Here is one approach that might work. If the current and goal nodes are on the same row or column, then the Manhattan distance is the exact distance to the solution only if there are no walls between the current position and goal. If there is a wall, then you can add 2 to the estimated distance to the goal, and have a better lower bound on the actual distance. Can you generalize this idea, by having the heuristic "look ahead" in order to improve its estimate?

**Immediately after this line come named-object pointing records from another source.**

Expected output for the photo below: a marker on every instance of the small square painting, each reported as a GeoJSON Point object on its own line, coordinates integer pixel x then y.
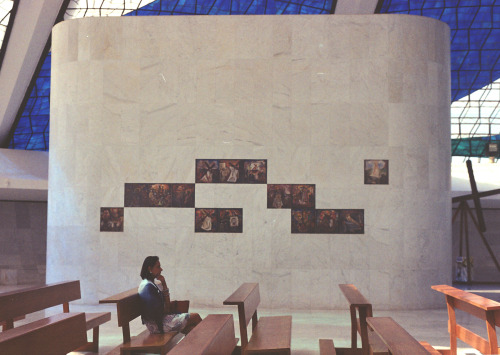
{"type": "Point", "coordinates": [279, 196]}
{"type": "Point", "coordinates": [376, 172]}
{"type": "Point", "coordinates": [111, 219]}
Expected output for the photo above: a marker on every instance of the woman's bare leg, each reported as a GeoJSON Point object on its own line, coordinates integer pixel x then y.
{"type": "Point", "coordinates": [193, 321]}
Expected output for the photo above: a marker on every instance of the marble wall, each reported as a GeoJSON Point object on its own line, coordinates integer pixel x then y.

  • Add an option to allow the mazerunner to knock down (additional) walls at a given cost.  The command line option
            -knock INTEGER
     specifies the cost of knocking down a wall.  For example,
            -knock 3
     means that you can walk through walls, but the distance through a wall is considered to be 4 (=3+1) rather than 1.
  • Come up with entirely new feature to add to mazes and to the solver.  For example, "portals" -- if two squares on the input are labeled with the same letter, you are allowed to move between them in a single step. Go all out: We're letting you express your creative side here. How about mazes with multiple floors? Or rendering the maze in 3-D? If you do anything above the basic design specifications, document what you did and we will be curious to see your artistry. Of course, your code should still meet the basic requirements.